La Cour supérieure du Québec accorde au gouvernement fédéral les quatre mois supplémentaires qu’il a demandés pour avoir le temps de faire adopter son projet de loi sur l’aide médicale à mourir.

En septembre dernier, la juge Christine Baudouin avait invalidé, et déclaré inconstitutionnel, un critère de la législation fédérale sur l’aide médicale à mourir. Elle avait fait de même avec une exigence de la Loi québécoise concernant les soins de fin de vie.
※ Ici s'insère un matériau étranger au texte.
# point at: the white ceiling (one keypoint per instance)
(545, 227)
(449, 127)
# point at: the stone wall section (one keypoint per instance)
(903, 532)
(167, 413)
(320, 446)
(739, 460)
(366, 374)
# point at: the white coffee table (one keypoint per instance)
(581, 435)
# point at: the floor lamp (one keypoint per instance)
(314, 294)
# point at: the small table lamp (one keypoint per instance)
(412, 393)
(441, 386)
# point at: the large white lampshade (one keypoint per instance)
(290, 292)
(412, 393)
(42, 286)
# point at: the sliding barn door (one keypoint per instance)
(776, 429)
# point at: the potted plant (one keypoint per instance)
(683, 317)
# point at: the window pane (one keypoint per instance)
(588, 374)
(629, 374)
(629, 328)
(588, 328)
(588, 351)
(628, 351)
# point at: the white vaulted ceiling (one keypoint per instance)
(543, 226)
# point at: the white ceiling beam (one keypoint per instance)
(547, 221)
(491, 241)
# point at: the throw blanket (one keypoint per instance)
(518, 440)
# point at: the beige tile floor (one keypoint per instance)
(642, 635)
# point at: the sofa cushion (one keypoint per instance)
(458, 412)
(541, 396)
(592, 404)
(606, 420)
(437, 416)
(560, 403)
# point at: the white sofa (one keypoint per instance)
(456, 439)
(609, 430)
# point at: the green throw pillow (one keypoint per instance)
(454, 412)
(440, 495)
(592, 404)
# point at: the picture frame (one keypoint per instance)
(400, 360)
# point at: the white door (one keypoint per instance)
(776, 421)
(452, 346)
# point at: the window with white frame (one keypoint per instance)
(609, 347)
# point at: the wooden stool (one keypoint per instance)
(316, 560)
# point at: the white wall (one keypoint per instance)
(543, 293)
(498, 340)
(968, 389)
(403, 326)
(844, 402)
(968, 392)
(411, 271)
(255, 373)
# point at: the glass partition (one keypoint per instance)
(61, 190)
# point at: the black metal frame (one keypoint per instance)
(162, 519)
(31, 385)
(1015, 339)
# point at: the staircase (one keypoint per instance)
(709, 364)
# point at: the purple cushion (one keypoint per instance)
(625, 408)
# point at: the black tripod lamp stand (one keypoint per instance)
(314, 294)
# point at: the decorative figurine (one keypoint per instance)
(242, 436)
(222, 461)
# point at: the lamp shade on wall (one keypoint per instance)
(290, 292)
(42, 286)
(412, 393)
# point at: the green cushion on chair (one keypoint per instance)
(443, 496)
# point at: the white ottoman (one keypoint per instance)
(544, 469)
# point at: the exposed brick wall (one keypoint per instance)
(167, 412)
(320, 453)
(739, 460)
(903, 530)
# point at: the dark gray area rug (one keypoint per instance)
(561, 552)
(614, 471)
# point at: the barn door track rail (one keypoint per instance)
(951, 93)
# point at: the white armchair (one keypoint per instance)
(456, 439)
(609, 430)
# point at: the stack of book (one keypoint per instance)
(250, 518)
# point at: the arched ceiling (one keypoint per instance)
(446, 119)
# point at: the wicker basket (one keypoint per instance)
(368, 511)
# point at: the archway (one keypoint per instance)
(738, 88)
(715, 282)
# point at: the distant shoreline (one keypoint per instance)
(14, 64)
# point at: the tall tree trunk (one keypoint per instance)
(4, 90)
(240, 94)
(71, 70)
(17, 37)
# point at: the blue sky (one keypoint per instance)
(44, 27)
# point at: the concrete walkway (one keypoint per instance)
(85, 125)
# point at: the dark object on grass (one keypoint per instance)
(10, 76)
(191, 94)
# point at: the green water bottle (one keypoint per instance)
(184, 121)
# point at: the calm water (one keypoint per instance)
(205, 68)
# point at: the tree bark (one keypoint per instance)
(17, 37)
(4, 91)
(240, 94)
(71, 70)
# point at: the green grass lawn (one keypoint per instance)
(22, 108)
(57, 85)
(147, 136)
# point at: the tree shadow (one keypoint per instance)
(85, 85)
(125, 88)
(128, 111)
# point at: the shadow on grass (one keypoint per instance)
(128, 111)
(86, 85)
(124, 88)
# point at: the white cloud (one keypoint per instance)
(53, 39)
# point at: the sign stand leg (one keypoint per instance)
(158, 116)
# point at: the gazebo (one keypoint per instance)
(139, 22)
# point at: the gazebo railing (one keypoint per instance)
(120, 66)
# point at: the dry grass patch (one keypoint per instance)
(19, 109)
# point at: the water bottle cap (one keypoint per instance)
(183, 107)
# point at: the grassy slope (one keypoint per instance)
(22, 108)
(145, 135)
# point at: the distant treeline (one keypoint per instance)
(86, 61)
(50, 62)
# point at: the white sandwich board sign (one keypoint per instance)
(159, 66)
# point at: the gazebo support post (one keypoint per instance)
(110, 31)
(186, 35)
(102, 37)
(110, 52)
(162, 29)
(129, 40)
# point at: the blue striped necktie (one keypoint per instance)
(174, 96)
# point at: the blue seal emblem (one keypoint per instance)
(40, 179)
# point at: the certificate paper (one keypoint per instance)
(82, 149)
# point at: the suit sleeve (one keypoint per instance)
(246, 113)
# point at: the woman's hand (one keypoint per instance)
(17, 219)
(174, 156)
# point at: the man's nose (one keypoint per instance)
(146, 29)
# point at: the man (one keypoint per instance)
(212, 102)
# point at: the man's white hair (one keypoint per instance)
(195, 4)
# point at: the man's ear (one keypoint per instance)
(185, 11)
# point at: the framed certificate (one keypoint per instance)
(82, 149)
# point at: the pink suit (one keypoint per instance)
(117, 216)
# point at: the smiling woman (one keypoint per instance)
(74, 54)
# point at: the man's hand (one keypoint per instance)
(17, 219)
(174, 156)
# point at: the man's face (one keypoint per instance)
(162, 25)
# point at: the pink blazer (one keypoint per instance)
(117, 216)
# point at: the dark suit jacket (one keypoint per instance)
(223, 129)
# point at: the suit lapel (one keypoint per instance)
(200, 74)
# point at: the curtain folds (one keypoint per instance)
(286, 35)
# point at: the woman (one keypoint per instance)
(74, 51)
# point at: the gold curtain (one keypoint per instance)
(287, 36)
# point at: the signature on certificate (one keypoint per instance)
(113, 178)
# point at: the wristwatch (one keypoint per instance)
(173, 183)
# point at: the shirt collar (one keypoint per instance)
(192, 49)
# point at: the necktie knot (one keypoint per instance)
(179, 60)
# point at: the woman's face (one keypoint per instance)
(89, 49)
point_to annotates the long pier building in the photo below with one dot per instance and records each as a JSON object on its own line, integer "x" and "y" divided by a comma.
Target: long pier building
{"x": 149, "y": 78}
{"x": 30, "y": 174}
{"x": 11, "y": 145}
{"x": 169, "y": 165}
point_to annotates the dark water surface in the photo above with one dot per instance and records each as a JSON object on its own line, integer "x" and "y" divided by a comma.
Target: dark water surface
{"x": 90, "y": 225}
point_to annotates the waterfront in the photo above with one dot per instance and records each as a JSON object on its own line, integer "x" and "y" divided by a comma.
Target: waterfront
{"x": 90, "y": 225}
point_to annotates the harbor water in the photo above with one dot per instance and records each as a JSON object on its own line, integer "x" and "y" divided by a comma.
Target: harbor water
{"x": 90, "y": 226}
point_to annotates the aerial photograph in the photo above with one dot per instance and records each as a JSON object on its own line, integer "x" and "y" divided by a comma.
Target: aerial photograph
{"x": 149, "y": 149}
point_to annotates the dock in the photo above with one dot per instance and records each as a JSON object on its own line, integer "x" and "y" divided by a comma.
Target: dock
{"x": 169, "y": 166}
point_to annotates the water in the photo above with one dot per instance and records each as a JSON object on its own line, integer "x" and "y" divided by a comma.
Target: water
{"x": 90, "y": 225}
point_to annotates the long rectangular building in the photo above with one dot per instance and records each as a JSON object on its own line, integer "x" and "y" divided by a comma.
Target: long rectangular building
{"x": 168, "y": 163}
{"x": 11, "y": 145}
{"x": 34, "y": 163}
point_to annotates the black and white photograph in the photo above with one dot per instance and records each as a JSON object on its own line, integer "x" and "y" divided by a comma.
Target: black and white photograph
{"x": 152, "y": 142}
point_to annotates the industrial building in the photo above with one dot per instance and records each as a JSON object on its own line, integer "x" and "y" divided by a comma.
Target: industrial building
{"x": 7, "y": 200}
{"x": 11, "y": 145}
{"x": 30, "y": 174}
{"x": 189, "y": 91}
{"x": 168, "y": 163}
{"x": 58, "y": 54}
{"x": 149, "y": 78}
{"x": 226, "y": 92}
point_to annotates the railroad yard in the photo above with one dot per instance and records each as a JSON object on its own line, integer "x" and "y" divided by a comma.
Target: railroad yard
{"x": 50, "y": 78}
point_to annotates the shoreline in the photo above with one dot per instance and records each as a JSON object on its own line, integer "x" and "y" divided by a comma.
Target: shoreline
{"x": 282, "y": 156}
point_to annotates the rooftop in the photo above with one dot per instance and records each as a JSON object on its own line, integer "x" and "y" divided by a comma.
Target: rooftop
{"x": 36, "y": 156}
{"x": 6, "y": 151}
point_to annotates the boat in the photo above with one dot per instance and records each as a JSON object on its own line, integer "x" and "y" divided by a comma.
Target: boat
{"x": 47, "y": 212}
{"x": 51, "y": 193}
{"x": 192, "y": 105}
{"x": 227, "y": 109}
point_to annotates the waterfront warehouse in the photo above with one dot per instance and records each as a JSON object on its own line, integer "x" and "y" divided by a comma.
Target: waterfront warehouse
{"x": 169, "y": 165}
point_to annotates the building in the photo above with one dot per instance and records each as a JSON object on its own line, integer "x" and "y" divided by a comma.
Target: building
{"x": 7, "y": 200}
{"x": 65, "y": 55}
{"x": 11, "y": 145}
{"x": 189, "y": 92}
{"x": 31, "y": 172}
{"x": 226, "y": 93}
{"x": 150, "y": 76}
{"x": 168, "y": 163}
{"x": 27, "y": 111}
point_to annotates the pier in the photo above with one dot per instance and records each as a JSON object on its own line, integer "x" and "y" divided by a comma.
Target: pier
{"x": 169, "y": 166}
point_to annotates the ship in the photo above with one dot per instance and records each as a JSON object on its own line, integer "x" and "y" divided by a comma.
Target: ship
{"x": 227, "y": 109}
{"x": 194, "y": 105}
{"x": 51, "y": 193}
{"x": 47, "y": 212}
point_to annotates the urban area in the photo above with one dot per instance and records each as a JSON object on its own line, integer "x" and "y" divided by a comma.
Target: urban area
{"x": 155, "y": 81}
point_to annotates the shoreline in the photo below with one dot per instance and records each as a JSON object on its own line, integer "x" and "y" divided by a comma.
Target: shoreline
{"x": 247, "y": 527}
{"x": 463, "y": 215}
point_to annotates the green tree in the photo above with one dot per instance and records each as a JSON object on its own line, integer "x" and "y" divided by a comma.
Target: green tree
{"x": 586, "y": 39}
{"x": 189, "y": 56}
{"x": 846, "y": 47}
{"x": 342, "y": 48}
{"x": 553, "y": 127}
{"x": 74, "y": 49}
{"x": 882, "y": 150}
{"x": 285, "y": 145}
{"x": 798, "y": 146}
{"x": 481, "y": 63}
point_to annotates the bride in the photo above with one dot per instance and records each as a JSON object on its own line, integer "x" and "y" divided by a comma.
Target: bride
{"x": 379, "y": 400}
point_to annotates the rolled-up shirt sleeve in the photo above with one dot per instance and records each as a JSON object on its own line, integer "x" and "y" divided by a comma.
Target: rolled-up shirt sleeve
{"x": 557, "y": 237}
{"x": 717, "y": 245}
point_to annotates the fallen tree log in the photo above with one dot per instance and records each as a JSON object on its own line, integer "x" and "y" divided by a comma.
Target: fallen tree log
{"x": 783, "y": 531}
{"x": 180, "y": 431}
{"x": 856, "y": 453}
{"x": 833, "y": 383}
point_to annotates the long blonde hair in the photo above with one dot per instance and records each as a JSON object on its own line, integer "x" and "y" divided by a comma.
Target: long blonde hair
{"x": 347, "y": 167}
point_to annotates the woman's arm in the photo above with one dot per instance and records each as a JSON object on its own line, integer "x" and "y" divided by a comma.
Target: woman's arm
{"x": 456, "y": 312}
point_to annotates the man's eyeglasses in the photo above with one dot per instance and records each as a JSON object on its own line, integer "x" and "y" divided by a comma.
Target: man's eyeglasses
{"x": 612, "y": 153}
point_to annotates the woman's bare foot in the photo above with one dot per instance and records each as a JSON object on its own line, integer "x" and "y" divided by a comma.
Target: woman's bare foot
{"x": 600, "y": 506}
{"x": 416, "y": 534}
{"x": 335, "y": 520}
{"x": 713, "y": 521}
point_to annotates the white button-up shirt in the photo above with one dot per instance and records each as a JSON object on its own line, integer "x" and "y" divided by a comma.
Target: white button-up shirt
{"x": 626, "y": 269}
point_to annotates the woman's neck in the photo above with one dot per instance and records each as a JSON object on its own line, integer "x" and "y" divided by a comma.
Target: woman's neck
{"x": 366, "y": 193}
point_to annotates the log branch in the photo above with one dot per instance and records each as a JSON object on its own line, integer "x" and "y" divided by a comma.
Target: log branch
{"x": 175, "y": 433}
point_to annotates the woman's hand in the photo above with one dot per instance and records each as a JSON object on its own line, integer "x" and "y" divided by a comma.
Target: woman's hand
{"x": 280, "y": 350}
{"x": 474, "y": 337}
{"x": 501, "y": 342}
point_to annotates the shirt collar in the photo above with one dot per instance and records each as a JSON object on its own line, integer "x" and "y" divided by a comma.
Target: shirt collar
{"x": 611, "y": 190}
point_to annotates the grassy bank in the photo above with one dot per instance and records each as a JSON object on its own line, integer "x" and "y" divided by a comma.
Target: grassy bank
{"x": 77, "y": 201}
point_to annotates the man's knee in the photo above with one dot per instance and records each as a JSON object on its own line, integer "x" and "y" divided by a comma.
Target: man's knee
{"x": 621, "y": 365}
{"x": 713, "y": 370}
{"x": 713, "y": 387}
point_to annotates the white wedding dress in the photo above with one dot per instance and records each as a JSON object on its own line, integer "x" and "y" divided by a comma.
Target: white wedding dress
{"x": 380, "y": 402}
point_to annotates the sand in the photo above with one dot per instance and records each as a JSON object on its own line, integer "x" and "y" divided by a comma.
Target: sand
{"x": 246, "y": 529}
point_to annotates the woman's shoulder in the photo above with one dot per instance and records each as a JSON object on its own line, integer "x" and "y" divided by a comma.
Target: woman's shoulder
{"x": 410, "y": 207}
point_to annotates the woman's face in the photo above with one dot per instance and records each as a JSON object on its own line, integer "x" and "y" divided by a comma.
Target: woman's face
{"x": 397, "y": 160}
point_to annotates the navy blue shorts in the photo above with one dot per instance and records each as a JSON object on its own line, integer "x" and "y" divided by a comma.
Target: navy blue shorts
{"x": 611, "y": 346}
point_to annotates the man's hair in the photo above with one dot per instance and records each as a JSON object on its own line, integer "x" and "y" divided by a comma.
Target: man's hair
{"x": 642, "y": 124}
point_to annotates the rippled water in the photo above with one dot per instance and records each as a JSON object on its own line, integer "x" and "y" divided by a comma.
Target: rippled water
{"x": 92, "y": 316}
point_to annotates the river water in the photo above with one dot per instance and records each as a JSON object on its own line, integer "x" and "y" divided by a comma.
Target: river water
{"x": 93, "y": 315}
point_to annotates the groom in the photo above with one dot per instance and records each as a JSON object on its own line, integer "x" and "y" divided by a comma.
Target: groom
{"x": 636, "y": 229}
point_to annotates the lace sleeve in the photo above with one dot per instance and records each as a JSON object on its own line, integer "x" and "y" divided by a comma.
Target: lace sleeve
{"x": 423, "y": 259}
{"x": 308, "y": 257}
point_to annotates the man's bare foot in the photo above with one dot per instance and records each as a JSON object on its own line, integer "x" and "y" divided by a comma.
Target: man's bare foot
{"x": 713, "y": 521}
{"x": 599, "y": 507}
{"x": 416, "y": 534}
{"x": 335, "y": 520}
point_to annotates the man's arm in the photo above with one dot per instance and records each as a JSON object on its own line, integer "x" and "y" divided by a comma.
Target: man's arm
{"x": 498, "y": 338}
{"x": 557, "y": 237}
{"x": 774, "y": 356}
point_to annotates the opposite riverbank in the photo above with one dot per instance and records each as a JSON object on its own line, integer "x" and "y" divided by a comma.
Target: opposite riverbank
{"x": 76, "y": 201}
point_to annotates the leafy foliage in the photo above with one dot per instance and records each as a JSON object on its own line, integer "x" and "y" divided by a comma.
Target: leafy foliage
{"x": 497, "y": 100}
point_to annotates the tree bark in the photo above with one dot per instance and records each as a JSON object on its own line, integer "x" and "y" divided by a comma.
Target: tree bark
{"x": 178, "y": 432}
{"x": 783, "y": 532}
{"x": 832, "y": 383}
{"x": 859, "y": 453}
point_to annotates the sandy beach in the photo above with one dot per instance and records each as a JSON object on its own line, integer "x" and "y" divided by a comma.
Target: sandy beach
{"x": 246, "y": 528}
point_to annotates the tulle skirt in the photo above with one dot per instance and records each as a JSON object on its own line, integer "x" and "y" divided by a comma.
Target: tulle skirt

Elle abolissait ainsi les critères exigeant que les citoyens soient en fin de vie, ou que leur mort soit raisonnablement prévisible, afin de pouvoir demander l’aide médicale à mourir.

Ce faisant, la juge avait ouvert l’aide médicale à mourir à un plus grand nombre de personnes, comme Jean Truchon et Nicole Gladu, ces deux Québécois atteints de graves maladies dégénératives incurables, qui ont mené cette bataille juridique au cours des dernières années.

La juge Baudouin avait toutefois suspendu la déclaration d’invalidité pour six mois, afin de laisser du temps à Québec et à Ottawa pour se conformer à son jugement et modifier leurs lois. Et cela, avant qu’elles ne deviennent « nulles et sans effet ».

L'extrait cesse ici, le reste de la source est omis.